The mechanism is simple. The conversation that led to it, "we need a way for teams to say no," was the more important design decision.

What we learned

Early versions focused on serving CLAUDE.md and ADRs. That helped, but persistent memory was the bigger change. search_memory with semantic search over extracted facts gets called more than any tool except get_context. Static context tells the agent what the conventions are. Memory tells it what was tried, what failed, and what the team decided last week. The second kind of knowledge is harder to write down and more useful.

The 3rd party wrapper experience taught us that wrapping a black-box system and parsing its output is a losing strategy. Four attempts at output stripping, all failed. When we switched to direct API calls with structured output, the parsing problems went away.

After removing 3rd party wrapper and Beads, we had a list of eight gaps. We didn't rebuild all of them. Some capabilities, like CRDT sync and the original tree-sitter integration, turned out to be unnecessary for the workflows we actually ran. The system got simpler.

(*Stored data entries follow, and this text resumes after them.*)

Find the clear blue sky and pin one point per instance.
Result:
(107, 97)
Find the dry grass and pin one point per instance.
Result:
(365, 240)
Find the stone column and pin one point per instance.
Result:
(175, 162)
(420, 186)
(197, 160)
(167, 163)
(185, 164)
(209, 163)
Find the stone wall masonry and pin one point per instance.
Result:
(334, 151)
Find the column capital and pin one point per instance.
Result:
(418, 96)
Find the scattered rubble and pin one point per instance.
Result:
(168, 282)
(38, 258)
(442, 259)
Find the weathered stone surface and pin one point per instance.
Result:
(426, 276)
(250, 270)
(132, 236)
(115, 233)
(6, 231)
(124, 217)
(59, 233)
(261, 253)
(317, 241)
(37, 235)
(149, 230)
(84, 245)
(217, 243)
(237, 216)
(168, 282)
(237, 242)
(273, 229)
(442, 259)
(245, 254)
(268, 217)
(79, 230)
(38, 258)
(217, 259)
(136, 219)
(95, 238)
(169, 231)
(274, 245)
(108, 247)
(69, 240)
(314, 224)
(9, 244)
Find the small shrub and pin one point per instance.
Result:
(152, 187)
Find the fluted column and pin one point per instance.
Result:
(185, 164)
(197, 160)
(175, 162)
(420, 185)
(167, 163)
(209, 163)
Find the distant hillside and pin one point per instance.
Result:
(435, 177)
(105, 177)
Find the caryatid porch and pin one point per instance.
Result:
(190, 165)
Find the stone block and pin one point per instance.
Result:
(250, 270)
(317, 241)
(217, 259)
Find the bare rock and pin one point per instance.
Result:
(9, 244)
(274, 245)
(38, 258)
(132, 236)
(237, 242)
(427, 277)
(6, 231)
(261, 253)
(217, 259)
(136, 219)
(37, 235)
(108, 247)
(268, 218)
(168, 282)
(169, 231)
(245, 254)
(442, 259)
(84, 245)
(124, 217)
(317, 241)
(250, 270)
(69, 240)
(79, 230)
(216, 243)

The memory search bug taught us that agent infrastructure needs the same observability as any production system. A clean log doesn't mean things are working. We added health checks and the agent_stats tool after that one. More recently we added persistent log storage. Every Job pod's output goes to GCS with a redaction pipeline that strips API keys, JWTs, and connection strings before storage. The web UI reads logs per-task with GitHub-based access control. When something goes wrong now, we can actually look at what happened.

What's next

The knowledge graph, episode ingestion, and temporal facts shipped recently. That was the biggest pending item from a month ago. The nightly context quality evaluator, the weekly autoresearch loop, and spec drift detection are all running.

Still pending: a local read cache so developer installs don't hit the remote API on every read query, and retrieval latency optimization. We're tracking p50/p95/p99 per MCP tool in the analytics dashboard but haven't started tuning yet.

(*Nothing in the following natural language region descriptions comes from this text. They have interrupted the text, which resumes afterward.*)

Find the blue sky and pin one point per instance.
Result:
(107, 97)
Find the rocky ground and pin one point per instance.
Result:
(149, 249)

The hard problems we haven't solved: when parallel Jobs touch the same files, merging their output is manual. Sonnet implementation tasks cost real money and we're still figuring out the right task-to-model mapping. And the autoresearch loop exists but tuning the PromptFoo eval suites, deciding what "good context" actually means, is ongoing.

Getting started

The install configures Claude Code locally (MCP server, hooks, statusline) and takes about 30 seconds. No infrastructure needed for setup.

git clone git@github.com:[GITHUB_ORG]/lore.git
cd lore && scripts/install.sh

The MCP server runs locally via stdio but proxies all context, memory, and pipeline operations to the backend via LORE_API_URL. There is no local-only mode anymore. The backend (vector search, agent pipeline, web UI) runs on GKE with all infrastructure Terraform-managed.

If your team runs Claude Code across multiple repos and spends time on context that should be automatic, that is the problem Lore solves.